Поэтому, едва очутившись в Каире, я не стал восхищённо трепетать перед грандиозными образцами загробного искусства, а сразу же позвонил отцу по спутниковому телефону и уточнил координаты нашей встречи. Совместив полученные широту и долготу на карте, я понял, что мне придётся смириться со следующими фактами: во-первых, то место, которое он указал, находилось намного южнее Каира, а во-вторых… Во-вторых, в том направлении напрямую не шёл ни один вид транспорта, и я должен был немедленно отправляться туда, чтобы поспеть к назначенному сроку.

Я сумел-таки немного продвинуться вглубь континента самостоятельно, и через некоторое время в одном городке мне посчастливилось встретиться с пилотом одномоторного самолёта, занимавшимся контрабандной перевозкой бивней, рогов, зубов и других составляющих диких животных. Я ткнул в то место на карте, куда должен был попасть, а он лишь покачал головой и пообещал что-нибудь придумать.
На следующий день мы встретились около мечети, он как раз выходил с молитвы.
- Послушай, я придумал вот что. То место, в которое ты стремишься – это голая пустыня, и я не знаю, чего тебе там нужно. Завтра я вылетаю за новой партией товара, но делать незапланированную посадку не собираюсь, меня ждут на юге.
И тут он спросил, умею ли я прыгать с парашютом. Напустив на себя важный вид, я поведал ему, что мне не понаслышке знакомо чувство свободного падения. А он сказал, отлично, ведь он превосходный пилот, и парашют ему только мешает, а в случае чего – жена сошьёт новый.

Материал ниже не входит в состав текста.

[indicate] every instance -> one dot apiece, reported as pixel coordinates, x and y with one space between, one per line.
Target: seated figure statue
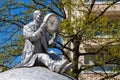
36 46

- Наверно, у вас очень хозяйственная жена? – спрашивал я пилота, нервно глядя на пустынное пространство, проносившееся под нами.
- О, да! Мастерица на все руки. Ей что платки шить, что парашюты… что ковры ткать, что за детьми смотреть. А какую она баранину готовит, а? Ты бы только попробовал!
Я выразил надежду обязательно сделать это в будущем и постарался оптимистически улыбнуться.
- Но зачем вы переправляете все эти бивни и рога, неужели из-за них стоит убивать великолепных беззащитных зверей в национальных парках? Вам их не жалко? – спросил я от внезапно нахлынувшей безысходности, связанной с моим скорым десантированием из хлипкого одномоторного самолёта в место, куда не ходил ни один вид транспорта.
- А тебе не жалко мужчин, которые смотрят на женщин, подобно евнухам в гареме халифа? А что делать 80-летним почтенным старцам, у которых молодые жёны, да не одна, – а целых четыре? Ты о них подумал? Так вот, знающие люди сделают потом из этих бивней такие средства, что молодые жёны даже мечтать забудут о каких-то там юношах, потому как спросят себя, если так ненасытны старики, то какими же животными должны быть молодые люди.
- И что, правда это помогает?
- Когда у тебя, не приведи Аллах, случатся такие неприятности, и когда все средства западной медицины тебе не помогут, тогда-то ты и вспомнишь о пилотах-контрабандистах и охотниках-браконьерах. Да, да, ты ещё будешь благодарить этих бесстрашных людей, которые рискуют жизнью, чтобы поставить вас на ноги, вместе со всей вашей недвижимостью.
Мне не хотелось, чтобы со мной случились такие неприятности, и мне ничего не стоило поблагодарить браконьеров и контрабандистов заранее.
- Кстати, у меня есть надёжные связи в Индии, они могут раздобыть тебе хоть детородные органы бенгальского тигра. Стопроцентная гарантия! Обращайся, в случае чего. Внимание, приготовься, мы подлетаем.
Признаться, сверху точка моей высадки ничем не отличалась от унылого однообразного пейзажа, над которым мы летели уже столько времени. Я не понимал, почему отец пожелал встретиться со мной именно здесь.
- Тебе пора! Прыгай, - кричал пилот, - прыгай! И помни…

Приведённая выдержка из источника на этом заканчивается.